Finally, the hour draws near where I will reach the dizzy heights of the top of Lothian Health Board’s insulin pump therapy waiting list and receive a shiny new Medtronic Veo pump. As you can perhaps imagine, I’m rather looking forward to it.
However, before I get connected to my new machine and thereafter become half-human, half-cyborg, half-Matrix style automaton I thought I would jot down a few notes on what I expect to get from a pump. This is mainly so we can all have a good laugh about them in a few months’ time when none of them actually happen.
So, in no particular order:
Like lots of members of the pancreatically challenged horde, my insulin needs vary throughout the day. My insulin resistance in the morning is such that I need about twice as much insulin as I do in the evening. As a result, I always battle a high blood glucose peak after breakfast, which is a pain in the bum. Circadian rhythms have a lot to answer for, I tell you.
I hope a pump will ultimately allow me to up the basal rate early in the morning, allowing me to smooth off that irritating post-breakfast high.
Basal rates (again)
During the week I lead a relatively sedentary life. I sit on my back-friendly rocking-stool at my computer, only venturing out into the daylight to grab a sandwich at lunch time. I don’t even run for busses – it is, after all, not very dignified, is it?
However at weekends I am, sometimes, a ball of energy – long walks in the Pentlands, cycling, working through the long list of chores Katie has given me and so on. Hypos at the weekend are therefore much more of a problem. While it’s not entirely responsible for this problem, dumb old Lantus just doesn’t have the flexibility to cope with this sort of thing. Therefore I’m hoping by adjusting basal rates on the fly the pump will help give me more weekend flexibility.
We all have our diabetic food nemeses – fish and chips, Chinese take outs, pizzas. Again I’m hoping I can employ dual wave boluses and wibble-wobble waves (or whatever Alison calls them) to combat difficult food misery.

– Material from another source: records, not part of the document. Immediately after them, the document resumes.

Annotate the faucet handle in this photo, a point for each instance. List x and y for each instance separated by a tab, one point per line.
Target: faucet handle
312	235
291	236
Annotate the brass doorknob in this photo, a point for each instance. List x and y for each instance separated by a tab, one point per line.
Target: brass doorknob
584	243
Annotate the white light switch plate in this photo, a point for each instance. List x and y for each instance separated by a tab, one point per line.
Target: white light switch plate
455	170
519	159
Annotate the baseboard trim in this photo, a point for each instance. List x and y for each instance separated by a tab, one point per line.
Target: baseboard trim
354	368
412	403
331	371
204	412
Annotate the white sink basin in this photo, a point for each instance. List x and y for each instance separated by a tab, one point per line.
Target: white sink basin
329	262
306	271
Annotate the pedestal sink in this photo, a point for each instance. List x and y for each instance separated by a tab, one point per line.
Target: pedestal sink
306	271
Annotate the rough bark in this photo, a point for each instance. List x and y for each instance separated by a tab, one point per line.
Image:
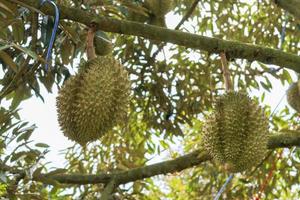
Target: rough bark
233	49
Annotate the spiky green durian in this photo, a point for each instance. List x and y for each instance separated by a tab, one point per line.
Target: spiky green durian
93	101
236	133
293	96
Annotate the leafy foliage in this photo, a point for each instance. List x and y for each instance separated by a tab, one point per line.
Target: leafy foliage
173	88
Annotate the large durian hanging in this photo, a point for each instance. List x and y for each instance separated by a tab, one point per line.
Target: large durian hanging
236	133
93	101
293	96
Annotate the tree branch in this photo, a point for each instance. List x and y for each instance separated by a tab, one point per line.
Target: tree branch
233	49
286	139
187	161
292	6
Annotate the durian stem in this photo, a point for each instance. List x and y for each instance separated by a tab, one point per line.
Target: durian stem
226	73
90	50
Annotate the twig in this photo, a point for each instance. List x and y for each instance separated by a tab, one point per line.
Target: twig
226	73
90	50
184	18
108	190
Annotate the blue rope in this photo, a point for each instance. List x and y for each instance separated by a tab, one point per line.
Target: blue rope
283	30
48	56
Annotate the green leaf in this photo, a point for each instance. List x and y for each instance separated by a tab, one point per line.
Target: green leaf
6	46
43	145
8	61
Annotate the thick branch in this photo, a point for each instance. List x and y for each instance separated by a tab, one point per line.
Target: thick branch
292	6
187	161
287	139
233	49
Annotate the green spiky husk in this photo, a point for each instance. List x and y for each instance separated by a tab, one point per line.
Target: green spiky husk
93	101
236	133
293	96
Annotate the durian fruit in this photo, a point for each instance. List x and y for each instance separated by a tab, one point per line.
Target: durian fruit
93	101
236	133
293	96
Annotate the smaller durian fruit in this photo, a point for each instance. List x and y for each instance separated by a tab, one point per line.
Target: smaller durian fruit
93	101
236	132
103	45
293	96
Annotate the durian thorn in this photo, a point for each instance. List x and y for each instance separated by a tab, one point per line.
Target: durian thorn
90	50
226	73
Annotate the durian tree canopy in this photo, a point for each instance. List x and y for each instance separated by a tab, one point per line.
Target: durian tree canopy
178	122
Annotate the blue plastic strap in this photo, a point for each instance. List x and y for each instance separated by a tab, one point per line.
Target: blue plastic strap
48	56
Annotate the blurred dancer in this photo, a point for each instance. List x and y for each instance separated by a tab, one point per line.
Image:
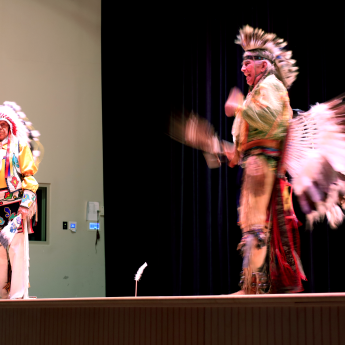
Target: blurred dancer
268	141
17	196
259	133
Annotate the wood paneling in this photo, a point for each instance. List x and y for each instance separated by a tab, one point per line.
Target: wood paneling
251	320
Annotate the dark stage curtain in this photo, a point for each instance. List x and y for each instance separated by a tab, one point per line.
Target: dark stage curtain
163	205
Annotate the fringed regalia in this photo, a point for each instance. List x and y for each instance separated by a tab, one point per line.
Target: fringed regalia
268	141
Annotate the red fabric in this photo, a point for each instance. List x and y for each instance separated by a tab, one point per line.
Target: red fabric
7	161
284	271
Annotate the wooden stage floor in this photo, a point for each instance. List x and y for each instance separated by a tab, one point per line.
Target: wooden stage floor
226	319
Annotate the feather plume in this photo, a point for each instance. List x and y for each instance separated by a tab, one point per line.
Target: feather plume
315	158
140	272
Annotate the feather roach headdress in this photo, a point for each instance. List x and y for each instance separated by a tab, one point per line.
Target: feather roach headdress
270	48
21	128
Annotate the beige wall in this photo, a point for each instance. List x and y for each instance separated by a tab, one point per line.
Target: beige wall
50	64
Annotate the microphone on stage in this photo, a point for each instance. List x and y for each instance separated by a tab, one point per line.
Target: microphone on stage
138	276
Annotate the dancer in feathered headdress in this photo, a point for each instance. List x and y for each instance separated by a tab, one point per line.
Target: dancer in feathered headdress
268	141
259	133
270	236
17	197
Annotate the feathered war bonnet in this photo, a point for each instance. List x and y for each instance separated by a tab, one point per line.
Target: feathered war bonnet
20	129
270	48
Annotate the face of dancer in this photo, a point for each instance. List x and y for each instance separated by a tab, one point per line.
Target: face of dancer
251	68
4	128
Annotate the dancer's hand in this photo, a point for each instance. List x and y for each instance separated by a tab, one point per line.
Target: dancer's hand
235	100
23	211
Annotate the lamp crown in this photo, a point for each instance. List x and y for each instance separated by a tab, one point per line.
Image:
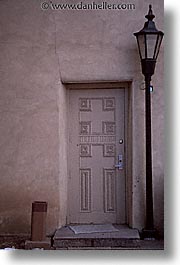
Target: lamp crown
150	16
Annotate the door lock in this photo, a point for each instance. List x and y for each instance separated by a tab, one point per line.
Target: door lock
120	164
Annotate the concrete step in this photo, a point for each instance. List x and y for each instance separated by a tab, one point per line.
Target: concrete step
125	237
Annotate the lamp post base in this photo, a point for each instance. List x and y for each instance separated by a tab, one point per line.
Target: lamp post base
149	234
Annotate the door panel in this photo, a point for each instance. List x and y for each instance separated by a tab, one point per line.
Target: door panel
96	188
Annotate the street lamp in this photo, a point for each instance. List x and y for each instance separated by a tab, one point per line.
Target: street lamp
149	41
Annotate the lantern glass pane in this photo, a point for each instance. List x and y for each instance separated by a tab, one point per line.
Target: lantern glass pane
151	40
142	46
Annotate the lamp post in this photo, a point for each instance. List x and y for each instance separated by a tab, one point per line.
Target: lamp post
149	41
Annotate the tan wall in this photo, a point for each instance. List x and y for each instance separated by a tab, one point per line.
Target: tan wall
39	49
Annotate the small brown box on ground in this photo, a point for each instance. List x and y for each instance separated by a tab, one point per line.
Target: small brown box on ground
38	221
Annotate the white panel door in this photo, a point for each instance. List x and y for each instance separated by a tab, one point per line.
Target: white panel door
96	188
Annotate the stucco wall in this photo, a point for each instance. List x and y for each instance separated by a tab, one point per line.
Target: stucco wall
39	49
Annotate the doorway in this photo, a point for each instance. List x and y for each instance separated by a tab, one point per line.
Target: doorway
96	156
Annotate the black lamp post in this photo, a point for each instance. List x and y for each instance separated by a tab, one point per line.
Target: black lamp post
149	41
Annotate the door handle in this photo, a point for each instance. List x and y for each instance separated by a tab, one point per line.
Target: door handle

Injections are bit crude really, aren’t they? The awful old Autopen 24 for Lantus can only do double units and the finest control you can get with a Humalog-filled pen is a half unit. Quarter units for really fine-tweaking are where the cool kids are at with pumps. This is going to allow me the ability to more finely tune my insulin intake. It does, of course, mean I’ve more things to fiddle with and thus gives greater potential for cock-ups. But overall, I think this is a plus.
The cyborg thing
There is a negative side too. Although I’m relatively confident being attached to a machine all the time won’t be an insurmountable problem, it will take some getting used to. Regular pump users assure me you quickly get used to being attached and I suspect they’re probably right.
Finally, one of the very few benefits of diabetes are the cool gadgets we get to play with. And gadgets don’t come much cooler than the Veo. Shiny stuff always rocks (and rocks hard) so I’m looking forward to the pump also just merely because I’ll have a new toy. What fun!